Types Of Wills
There are three types of Wills:
Formal Will
A formal Will is a typed document you sign in front of at least two witnesses.

Formal Wills are generally prepared by lawyers who oversee their signing. Depending on the province you live in, the lawyer could also have one of the witnesses swear an affidavit.

You don’t need a lawyer around when signing a formal Will, but having one is a very good idea. Many mistakes are made at the signing stage. These avoidable mistakes often lead to expensive litigation.

Using a lawyer may cost a few hundred dollars, but it could save your estate thousands.

Holographic Will
A holographic Will is one you write out by hand and sign. No witness is necessary.

It’s simple—but definitely not recommended. These types of Wills are notorious for being misinterpreted and challenged. Plus, they aren’t even recognized in some provinces. If you insist on drafting a holographic Will, you should at least consult a lawyer to see if holographic Wills are recognized by your province.

Notarial Will
A notarial Will is similar to the formal Will but is used only in Quebec. It is prepared by a notary and signed in front of the notary and a witness.
Will “Kits”
There is another alternative—one that we also don’t recommend. These are the pre-printed or computer downloaded forms used to create a Will.

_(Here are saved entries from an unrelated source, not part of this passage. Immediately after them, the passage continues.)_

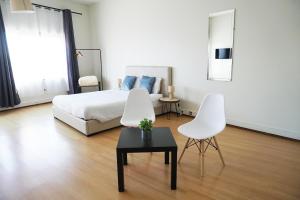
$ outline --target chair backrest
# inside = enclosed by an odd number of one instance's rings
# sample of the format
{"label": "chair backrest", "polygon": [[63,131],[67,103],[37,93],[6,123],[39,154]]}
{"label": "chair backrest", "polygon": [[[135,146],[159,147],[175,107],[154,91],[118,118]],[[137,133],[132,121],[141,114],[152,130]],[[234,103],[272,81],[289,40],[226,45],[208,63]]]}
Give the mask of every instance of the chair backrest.
{"label": "chair backrest", "polygon": [[121,124],[137,127],[143,119],[155,121],[155,113],[151,98],[145,89],[135,88],[129,92]]}
{"label": "chair backrest", "polygon": [[194,120],[210,127],[216,134],[221,132],[226,126],[224,96],[222,94],[205,96]]}

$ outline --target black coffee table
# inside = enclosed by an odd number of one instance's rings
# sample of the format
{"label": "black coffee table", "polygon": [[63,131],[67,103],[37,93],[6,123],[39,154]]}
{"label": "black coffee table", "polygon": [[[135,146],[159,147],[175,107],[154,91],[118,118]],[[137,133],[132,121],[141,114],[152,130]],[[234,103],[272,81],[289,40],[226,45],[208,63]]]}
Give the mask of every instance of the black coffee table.
{"label": "black coffee table", "polygon": [[165,164],[169,164],[171,152],[171,189],[176,190],[177,144],[170,128],[153,128],[148,140],[142,139],[139,128],[122,128],[116,151],[119,192],[124,192],[123,165],[127,165],[127,153],[143,152],[164,152]]}

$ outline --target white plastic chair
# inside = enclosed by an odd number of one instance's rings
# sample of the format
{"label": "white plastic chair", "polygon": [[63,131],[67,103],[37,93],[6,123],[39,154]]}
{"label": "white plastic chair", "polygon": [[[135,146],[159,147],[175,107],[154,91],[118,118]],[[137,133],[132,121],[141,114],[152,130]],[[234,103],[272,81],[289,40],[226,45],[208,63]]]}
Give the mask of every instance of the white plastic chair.
{"label": "white plastic chair", "polygon": [[132,89],[128,95],[121,124],[138,127],[140,121],[145,118],[155,122],[154,108],[149,93],[140,88]]}
{"label": "white plastic chair", "polygon": [[224,96],[222,94],[207,95],[203,99],[195,119],[178,127],[178,132],[188,137],[178,163],[180,163],[185,150],[196,145],[202,159],[201,175],[203,176],[204,154],[207,148],[212,146],[218,150],[221,161],[225,166],[225,162],[216,139],[216,135],[222,132],[225,126]]}

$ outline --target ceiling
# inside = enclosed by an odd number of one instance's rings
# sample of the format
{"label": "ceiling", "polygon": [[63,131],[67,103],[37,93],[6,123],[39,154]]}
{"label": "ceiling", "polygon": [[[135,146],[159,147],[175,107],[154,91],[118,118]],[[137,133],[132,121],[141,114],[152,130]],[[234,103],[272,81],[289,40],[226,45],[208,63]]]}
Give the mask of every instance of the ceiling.
{"label": "ceiling", "polygon": [[82,4],[93,4],[93,3],[97,3],[101,0],[68,0],[68,1],[73,1],[73,2],[82,3]]}

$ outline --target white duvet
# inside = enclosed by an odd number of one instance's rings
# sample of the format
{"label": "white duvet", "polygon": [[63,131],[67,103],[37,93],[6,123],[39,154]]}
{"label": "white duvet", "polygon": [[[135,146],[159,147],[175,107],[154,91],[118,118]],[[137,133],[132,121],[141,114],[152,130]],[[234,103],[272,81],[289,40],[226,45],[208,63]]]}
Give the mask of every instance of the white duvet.
{"label": "white duvet", "polygon": [[[85,120],[106,122],[122,116],[129,92],[104,90],[73,95],[59,95],[52,103],[55,107]],[[159,105],[161,94],[150,94],[154,107]]]}

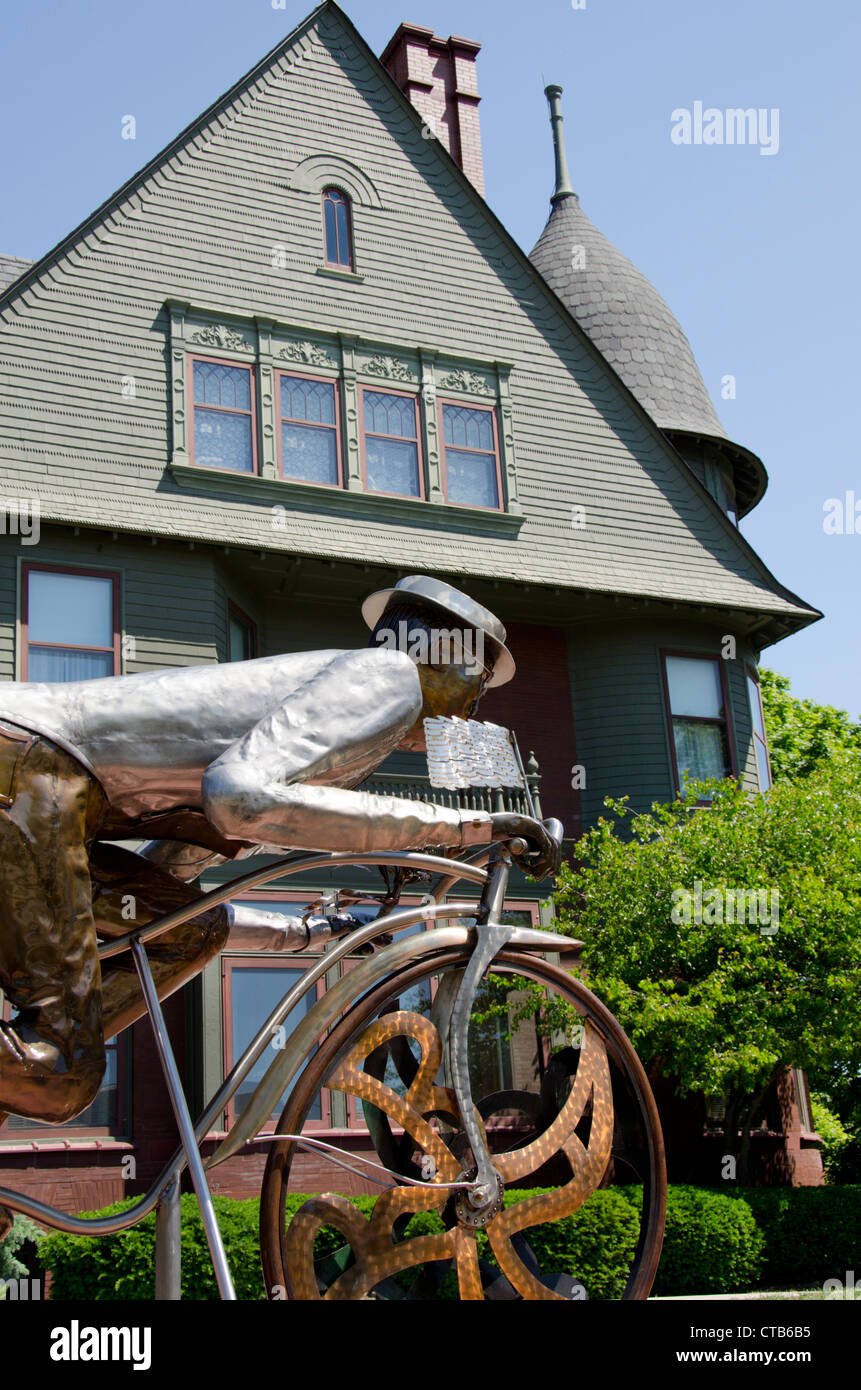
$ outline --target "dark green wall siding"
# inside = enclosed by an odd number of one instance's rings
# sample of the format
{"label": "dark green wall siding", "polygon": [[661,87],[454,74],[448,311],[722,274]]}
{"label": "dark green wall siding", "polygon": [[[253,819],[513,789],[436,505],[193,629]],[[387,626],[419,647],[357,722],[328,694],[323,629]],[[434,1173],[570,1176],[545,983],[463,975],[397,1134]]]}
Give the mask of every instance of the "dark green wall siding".
{"label": "dark green wall siding", "polygon": [[[619,623],[584,626],[569,636],[574,728],[578,761],[586,771],[582,792],[584,824],[605,814],[605,796],[630,796],[646,810],[674,794],[670,731],[661,652],[707,653],[720,658],[725,634],[694,624]],[[731,734],[739,770],[757,788],[744,663],[755,655],[737,644],[735,660],[724,663]]]}
{"label": "dark green wall siding", "polygon": [[111,570],[120,577],[124,670],[199,665],[217,660],[214,565],[202,551],[154,547],[126,541],[100,542],[43,528],[40,544],[20,547],[0,539],[0,677],[19,679],[21,561],[69,568]]}

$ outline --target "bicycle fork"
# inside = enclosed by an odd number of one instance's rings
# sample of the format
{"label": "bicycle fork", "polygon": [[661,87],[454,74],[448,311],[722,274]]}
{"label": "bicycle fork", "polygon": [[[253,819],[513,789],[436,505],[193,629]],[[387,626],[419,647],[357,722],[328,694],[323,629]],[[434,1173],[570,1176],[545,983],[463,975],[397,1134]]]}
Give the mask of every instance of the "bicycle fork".
{"label": "bicycle fork", "polygon": [[475,949],[455,997],[449,1031],[452,1085],[457,1096],[464,1133],[475,1159],[476,1171],[465,1200],[475,1213],[476,1224],[479,1224],[478,1218],[483,1210],[497,1201],[501,1202],[502,1179],[493,1166],[493,1159],[484,1141],[472,1100],[472,1086],[469,1080],[469,1020],[485,971],[511,938],[513,928],[501,921],[511,867],[512,860],[508,850],[501,850],[484,886],[478,910]]}

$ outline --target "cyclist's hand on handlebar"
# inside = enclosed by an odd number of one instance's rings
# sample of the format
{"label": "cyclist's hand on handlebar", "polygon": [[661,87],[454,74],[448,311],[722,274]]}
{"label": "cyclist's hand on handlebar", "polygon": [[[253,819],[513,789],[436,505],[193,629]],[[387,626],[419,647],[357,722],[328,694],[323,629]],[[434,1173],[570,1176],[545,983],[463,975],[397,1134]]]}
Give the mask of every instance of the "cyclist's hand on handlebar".
{"label": "cyclist's hand on handlebar", "polygon": [[515,862],[534,878],[554,878],[562,860],[562,826],[558,820],[543,823],[531,816],[496,811],[491,816],[494,840],[526,840],[527,849],[514,855]]}

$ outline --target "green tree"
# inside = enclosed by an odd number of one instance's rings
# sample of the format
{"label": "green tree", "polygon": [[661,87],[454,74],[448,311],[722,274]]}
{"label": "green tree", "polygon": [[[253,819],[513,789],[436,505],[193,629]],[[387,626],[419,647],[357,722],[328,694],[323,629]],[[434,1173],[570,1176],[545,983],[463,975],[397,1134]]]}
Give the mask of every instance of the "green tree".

What’s the problem with these Will “kits”? Well, once again, they save you a little money in the short term and put you at risk of losing a bundle in the long term. The legal fees your beneficiaries may have to pay to settle your affairs if something goes wrong will surely be higher than the cost of consulting a lawyer.

A Will requires a legal professional, just as car repairs require a mechanic. The average person wouldn’t attempt to replace a car transmission based on instructions downloaded from the Internet. Writing a Will using an Internet form or computer software is equally risky.

Lawyers are insured and must meet professional standards and codes of conduct. With a Wills kit, there is no accountability.

Preparing your Will can be viewed as your final act of life. Do it right. Get a good lawyer.